Michael Kiwanuka - Love & Hate
When Home Again, Michael Kiwanuka’s critically acclaimed debut, didn’t really hit the commercial heights that its quality deserved, he squirreled himself away from the limelight and took his time over its follow-up. Now, four years on, the Londoner returns with Love & Hate, assisted by super-producer Danger Mouse, and influenced by some of the genuine greats of the soul scene: Marvin Gaye, Isaac Hayes, and John Lennon. That break from the cycle of touring and recording, plus the addition of a new team and change in focus has made a big impact on Kiwanuka’s sound.
Without a hint of pressure the album kicks off with the near ten minute opus ‘Cold Little Heart’, which grows and evolves from an instrumental first half into something powered by the 29 year old's voice in the second five minutes. It’s a puff of the chest and a stake in the ground: I’m here and I’m good.
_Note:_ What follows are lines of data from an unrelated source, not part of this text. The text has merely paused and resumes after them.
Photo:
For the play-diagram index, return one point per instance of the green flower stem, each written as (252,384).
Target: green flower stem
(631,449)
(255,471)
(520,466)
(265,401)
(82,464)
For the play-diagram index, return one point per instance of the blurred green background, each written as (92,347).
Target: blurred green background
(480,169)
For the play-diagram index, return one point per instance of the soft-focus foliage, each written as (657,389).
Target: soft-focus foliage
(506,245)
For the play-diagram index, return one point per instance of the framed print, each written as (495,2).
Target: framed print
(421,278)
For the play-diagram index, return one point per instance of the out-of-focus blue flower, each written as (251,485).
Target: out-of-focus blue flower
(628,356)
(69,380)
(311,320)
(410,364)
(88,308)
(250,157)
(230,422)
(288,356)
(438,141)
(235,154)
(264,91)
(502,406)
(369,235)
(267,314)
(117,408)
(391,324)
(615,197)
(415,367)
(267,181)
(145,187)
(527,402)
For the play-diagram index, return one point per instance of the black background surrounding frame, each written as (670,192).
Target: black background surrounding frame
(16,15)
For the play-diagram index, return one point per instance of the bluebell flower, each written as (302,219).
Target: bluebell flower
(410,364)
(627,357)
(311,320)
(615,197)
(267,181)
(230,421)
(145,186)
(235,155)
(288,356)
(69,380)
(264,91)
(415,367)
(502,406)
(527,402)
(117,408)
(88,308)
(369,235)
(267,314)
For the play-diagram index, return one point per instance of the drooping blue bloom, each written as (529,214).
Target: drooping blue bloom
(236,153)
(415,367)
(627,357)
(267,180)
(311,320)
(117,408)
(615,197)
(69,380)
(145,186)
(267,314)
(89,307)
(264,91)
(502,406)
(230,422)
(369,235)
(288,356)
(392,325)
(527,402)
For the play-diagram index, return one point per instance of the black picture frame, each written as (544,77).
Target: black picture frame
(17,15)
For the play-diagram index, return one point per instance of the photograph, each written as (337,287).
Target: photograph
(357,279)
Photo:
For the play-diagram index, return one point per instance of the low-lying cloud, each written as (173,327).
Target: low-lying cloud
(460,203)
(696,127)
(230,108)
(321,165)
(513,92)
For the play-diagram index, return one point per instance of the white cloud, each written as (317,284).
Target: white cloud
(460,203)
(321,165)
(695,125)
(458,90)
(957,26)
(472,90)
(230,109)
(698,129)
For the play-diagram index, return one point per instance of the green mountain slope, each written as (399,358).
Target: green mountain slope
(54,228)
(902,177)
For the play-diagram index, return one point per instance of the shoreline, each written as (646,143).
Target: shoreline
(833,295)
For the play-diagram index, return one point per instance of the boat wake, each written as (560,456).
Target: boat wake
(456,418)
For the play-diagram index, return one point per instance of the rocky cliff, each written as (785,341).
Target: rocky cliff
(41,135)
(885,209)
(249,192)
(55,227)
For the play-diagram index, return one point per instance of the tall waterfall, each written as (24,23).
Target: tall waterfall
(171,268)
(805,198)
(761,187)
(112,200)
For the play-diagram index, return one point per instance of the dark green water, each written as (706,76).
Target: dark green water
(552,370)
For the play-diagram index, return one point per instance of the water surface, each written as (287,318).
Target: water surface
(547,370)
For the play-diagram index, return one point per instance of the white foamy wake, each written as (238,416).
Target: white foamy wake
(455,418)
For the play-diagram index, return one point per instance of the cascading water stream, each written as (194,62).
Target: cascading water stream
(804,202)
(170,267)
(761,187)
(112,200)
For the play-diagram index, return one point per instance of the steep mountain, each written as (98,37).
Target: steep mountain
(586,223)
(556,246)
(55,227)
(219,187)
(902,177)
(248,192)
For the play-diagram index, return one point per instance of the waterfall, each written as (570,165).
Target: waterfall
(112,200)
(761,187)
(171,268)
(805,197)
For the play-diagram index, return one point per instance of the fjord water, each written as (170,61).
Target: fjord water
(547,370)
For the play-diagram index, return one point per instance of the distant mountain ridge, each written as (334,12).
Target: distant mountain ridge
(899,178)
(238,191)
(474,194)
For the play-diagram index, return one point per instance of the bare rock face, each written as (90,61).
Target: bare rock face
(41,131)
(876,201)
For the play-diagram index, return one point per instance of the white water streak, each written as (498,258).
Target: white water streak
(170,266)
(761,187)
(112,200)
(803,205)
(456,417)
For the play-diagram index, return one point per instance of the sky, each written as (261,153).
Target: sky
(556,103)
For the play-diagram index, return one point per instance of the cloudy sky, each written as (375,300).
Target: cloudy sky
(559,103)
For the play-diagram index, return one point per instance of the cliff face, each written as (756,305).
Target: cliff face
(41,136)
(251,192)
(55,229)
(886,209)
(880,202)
Also showing the new depth of production that layers emotion and passion through the songs. ‘Black Man In A white World’ has a choral refrain that’s singalong ready, but a message that hits home hard in 2016. The terrific title track melds acoustic guitar strumming with reverb dripping backing vocals, and a slow, slinky beat. It’s soul music where the guts of 1976 meet the styling of 2016. ‘Father’s Child’ lightens the sound a little but still packs a punch, whereas ‘One More Night’ enlists the spirit of Amy Winehouse’s best work.
Where his debut was partially hidden in the shadows of the past, Love & Hate embraces that soul legacy while stretching for something new and brave; something just within reach. All power to Kiwanuka for trying, and succeeding, with something pretty darn different.